Edgar Wright falls fairly solidly into the latter category. He's a master stylist who frames and cuts with purpose. His editing rhythms are uniquely, invigoratingly musical; from the Queen-scored set piece at the Winchester in "Shaun of the Dead" to the percussive "Tequila" gunfight in "Baby Driver," he has most of the movie mapped out in his mind. He's not fanatically anti-coverage like one of his filmmaking heroes, Brian De Palma (who's repeatedly called coverage a "dirty word"), nor is he Kubrickian as to the lengths he'll ensure each take is bang-on. At least, not all the time. Like any director with a perfectionist streak, Wright can find himself molding a performance down to the last tic, or, in the case of Anna Kendrick's reaction to Kieran Culkin yet again stealing her boyfriend in "Scott Pilgrim vs. the World," the last blink — or lack thereof.

The Camera Never Blinks, And Neither Does Anna Kendrick

In a career retrospective interview with Vanity Fair tied to the release of Mary Nighy's psychological thriller "Alice, Darling," Kendrick recalls Wright subjecting her to multiple takes because she kept blinking.
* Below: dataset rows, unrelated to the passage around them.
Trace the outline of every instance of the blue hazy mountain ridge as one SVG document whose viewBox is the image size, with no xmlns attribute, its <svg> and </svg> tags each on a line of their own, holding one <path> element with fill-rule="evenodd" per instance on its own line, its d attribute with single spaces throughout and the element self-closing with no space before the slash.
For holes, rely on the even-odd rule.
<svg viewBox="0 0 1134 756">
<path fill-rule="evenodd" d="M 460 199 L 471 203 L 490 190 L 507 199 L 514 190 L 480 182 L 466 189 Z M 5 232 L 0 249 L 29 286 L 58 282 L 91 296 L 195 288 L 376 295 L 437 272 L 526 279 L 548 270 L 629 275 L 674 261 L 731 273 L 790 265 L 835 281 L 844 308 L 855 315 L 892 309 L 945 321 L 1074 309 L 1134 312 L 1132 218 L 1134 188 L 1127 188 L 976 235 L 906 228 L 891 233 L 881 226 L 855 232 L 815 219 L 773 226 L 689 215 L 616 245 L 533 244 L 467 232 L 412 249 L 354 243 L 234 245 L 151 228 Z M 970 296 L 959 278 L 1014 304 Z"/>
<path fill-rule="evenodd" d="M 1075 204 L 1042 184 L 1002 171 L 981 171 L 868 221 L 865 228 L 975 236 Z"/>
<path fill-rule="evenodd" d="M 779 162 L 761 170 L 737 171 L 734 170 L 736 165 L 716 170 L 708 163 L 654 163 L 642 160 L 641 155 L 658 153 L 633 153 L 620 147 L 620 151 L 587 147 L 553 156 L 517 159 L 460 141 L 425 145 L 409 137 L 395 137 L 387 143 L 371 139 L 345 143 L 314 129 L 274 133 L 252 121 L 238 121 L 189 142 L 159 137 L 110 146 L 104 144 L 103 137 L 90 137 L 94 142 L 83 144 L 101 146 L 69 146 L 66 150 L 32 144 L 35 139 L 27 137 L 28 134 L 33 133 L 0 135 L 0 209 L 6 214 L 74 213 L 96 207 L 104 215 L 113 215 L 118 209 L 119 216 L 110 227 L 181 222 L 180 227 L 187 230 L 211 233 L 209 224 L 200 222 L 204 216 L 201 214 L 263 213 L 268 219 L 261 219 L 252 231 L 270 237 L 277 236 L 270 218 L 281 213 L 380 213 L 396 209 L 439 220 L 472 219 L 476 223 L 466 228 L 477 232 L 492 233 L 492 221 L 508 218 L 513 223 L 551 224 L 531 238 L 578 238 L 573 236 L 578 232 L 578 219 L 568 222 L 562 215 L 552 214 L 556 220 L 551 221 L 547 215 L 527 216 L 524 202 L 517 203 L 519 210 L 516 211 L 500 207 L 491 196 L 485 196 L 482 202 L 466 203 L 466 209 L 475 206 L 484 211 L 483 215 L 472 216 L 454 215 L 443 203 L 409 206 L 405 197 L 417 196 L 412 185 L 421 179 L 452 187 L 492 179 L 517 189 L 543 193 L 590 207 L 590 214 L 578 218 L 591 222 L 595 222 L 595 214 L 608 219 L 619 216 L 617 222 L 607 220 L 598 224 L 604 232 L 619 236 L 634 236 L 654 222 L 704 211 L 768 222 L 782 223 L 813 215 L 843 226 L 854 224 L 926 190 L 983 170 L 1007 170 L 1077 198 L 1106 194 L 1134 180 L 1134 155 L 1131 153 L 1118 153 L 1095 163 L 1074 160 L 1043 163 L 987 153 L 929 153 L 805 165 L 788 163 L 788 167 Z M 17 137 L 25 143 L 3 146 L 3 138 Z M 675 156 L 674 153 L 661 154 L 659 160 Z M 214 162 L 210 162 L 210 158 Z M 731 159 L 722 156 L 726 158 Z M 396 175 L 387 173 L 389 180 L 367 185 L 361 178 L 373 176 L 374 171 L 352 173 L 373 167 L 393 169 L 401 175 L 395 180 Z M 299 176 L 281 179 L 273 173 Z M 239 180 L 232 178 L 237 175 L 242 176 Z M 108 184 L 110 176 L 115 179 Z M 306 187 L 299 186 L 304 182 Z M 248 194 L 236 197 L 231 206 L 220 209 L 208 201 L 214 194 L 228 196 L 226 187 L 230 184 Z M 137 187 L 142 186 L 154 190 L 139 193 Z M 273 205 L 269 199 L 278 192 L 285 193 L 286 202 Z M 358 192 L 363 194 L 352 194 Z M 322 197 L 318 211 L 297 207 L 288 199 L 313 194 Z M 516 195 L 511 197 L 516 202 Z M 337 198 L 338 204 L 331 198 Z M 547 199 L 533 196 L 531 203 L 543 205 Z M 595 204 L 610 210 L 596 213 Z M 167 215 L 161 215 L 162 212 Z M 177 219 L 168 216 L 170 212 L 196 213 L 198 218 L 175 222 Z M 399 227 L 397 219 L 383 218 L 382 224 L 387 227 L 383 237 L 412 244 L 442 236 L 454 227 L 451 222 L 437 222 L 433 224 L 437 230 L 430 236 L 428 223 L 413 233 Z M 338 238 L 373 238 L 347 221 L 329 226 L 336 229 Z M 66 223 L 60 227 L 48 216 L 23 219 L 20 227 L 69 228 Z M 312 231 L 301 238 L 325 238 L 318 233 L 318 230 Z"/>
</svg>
The scene in question is her character's crash zoom reaction to Mary Elizabeth Winstead saying, "Tell your gay friends I said 'bye.'" Wright cuts from a two-shot of the actors to a close-up of Kendrick that suddenly gets a lot closer as she sees Culkin making out with her date.

As Kendrick told VF, "We had to do that crash zoom so many times because Edgar's so hyper-specific, he doesn't even let you blink." Never? "There would be specific times where he was like, 'Oh, a perfectly timed blink here would be okay,'" said Kendrick. "This was very generous of him."

Kendrick elaborated:

"He wanted me to turn, react, then the crash zoom happens, then I say the line or something like that. Bill Pope, the cinematographer, ended up taking over operating the camera and the crash zoom, and I could see, like, every time we would kind of overcompensate for the other where we had, like, missed the moment perfectly. It just took forever."

While Wright has changed up his aesthetic (as evidenced by his hauntingly beautiful "Last Night in Soho," which largely unfolds in gorgeously choreographed long takes), Kendrick now observes a strict crash-zoom policy. "To this day… I do my own crash zooms," she said. "So the joke is that if you need to do a crash zoom, I'll just get myself really close to the camera." How's this working for her? "People don't like that."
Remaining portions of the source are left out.